Khan AZ, Pisella L, Rossetti Y, Vighetto A, Crawford JD

Centre for Vision Research, CIHR Group for Action and Perception and Department of Psychology, York University, Toronto, Ontario, Canada, M3J 1P3.

Recent studies have suggested that internal updating of visuospatial targets in humans occurs in gaze-centered coordinates and takes place in the parietal and extrastriate cortices. We explored how information for reaching is updated in two patients with bilateral lesions in these areas. Subjects performed two visuomotor tasks: (i) a fixation reaching task, which began with the appearance of one of five fixation positions (varying eye positions) followed by a central reaching target.

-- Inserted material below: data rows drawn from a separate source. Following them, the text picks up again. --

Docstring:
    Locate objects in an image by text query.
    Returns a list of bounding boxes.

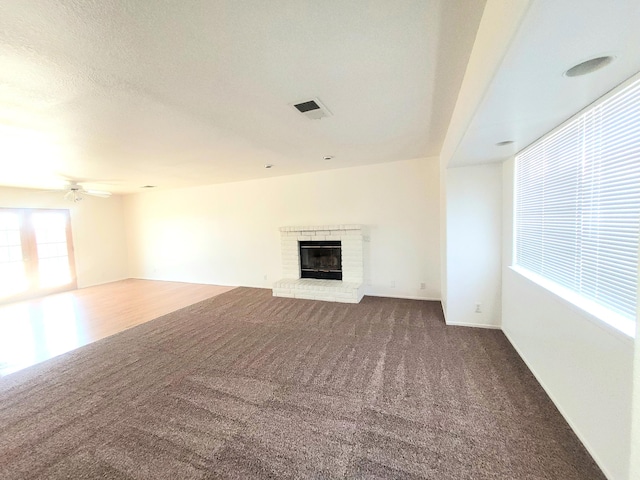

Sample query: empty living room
[0,0,640,480]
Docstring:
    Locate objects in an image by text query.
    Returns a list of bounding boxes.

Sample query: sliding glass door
[0,208,76,303]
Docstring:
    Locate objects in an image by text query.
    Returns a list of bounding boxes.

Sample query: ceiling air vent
[293,98,331,120]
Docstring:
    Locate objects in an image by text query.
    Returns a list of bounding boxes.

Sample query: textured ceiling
[0,0,484,192]
[448,0,640,166]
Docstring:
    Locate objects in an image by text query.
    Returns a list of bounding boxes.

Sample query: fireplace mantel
[273,224,364,303]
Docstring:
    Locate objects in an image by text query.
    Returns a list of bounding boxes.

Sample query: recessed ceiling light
[564,55,614,77]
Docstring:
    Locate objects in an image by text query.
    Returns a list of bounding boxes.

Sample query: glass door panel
[0,208,76,303]
[31,212,73,289]
[0,211,29,300]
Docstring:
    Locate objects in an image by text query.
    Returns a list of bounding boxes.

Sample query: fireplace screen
[299,241,342,280]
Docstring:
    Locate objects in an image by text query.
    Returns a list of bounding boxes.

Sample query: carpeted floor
[0,288,604,480]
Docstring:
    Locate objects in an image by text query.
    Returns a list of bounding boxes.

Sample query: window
[514,77,640,336]
[0,208,75,302]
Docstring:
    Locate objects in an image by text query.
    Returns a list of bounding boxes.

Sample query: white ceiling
[0,0,484,193]
[448,0,640,166]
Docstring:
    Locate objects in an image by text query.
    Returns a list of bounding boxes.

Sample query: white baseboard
[444,320,502,330]
[502,329,614,480]
[364,293,442,302]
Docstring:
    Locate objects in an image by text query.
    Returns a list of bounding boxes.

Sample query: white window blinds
[515,75,640,332]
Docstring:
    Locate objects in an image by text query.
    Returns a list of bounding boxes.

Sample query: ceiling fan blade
[82,190,111,198]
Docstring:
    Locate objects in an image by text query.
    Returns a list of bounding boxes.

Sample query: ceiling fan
[62,181,111,203]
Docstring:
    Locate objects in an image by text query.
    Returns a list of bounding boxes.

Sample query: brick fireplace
[273,225,364,303]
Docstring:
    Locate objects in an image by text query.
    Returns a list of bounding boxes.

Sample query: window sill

Subjects reached to the target while fixating on the presented fixation position (relative to gaze the target was always presented in the periphery); and (ii) a saccade reaching task, in which subjects foveated on the central reaching target, then made a saccade to the presented fixation position before reaching to the central target. In both tasks, subjects reached to targets after a 500 or 5000 ms delay. Gaze-centered updating predicts similarities in reaching errors between fixation and saccade trials. Control subjects showed evidence for gaze-centered updating during both 500 and 5000 ms delay conditions. In contrast, patient AT, who had extensive occipital-parietal damage, only showed signs of gaze-centered representation after 5 s. Patient IG, with a more focal lesion in the parietal cortices, showed partial updating in gaze-centered coordinates when reaching with the small memory delay but recovered a complete gaze-centered representation after the longer delay. This suggests that patients with bilateral occipital-parietal lesions may rely on non-gaze-centered frames to store immediate target locations in reaching space but, given enough time, this information may be rerouted to access other gaze-centered motor cortical mechanisms.

Published 9 September 2005 in Cereb Cortex, 15(10): 1547-60.